Secondary transactions accounted for 73 percent of all UK buyouts by value at £3.7 billion, compared to 20 percent, or £955 million, for all of 2009. In total, 43 buyouts were recorded by the Centre for Management Buy-Out Research (CMBOR) compared to 25 in the last quarter of 2009.
Exit activity also increased to 43 from 31 the previous quarter, and, if this trend continues, the study estimates the number of exits could rise to 172, compared to 109 the previous year.

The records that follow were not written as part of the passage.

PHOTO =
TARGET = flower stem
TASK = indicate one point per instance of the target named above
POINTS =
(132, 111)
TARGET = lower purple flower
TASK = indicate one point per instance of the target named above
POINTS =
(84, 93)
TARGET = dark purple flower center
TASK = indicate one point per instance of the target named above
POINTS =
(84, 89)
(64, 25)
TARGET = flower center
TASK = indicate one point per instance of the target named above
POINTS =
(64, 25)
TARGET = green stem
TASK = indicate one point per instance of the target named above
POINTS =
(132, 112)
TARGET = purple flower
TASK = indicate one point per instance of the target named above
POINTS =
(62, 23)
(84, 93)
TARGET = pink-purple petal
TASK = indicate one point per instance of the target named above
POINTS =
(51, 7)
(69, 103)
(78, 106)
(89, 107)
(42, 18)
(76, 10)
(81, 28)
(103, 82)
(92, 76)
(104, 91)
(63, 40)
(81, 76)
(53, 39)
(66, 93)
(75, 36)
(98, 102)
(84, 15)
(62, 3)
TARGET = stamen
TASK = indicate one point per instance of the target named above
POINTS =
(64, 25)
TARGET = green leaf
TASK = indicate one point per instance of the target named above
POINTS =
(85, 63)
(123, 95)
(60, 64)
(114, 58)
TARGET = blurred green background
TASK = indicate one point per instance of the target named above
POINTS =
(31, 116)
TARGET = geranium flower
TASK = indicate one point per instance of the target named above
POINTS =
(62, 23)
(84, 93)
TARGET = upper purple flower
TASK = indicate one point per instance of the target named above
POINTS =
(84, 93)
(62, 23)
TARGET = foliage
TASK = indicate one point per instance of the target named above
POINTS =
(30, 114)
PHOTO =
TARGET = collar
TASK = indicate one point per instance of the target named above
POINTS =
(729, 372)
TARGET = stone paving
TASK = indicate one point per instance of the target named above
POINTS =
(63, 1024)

Some of the largest recorded exits were also secondary transactions, including Montagu’s €800 million sale of Sebia, a medical technology business, to Cinven. The deal, understood to have been worth around €800 million, generated a return of three times Montagu’s original investment. Other secondary buyouts included Kohlberg Kravis Roberts’ £955 million purchase of pet retailer Pets at Home, fetching seller Bridgepoint a return of 8 times its original investment.
The latest CMBOR statistics on UK private equity activity are a welcome change from 2009 figures, which CMBOR said was the slowest year on record in part because of the lack of leverage impeding deal flow.
Christiian Marriott, director of Barclays Private Equity, cautioned however that the strong start to the year may not necessarily signal a sustained resurgence. Instead, he said in a statement, the positive first quarter figures more likely represent “a more gradual recovery over the next few years as confidence returns to the market”.
Indeed, not all the figures CMBOR released showed an increase. Public to private transactions accounted for just 1 percent of UK buyouts during the quarter and fell 80 percent in value compared to 2009 values.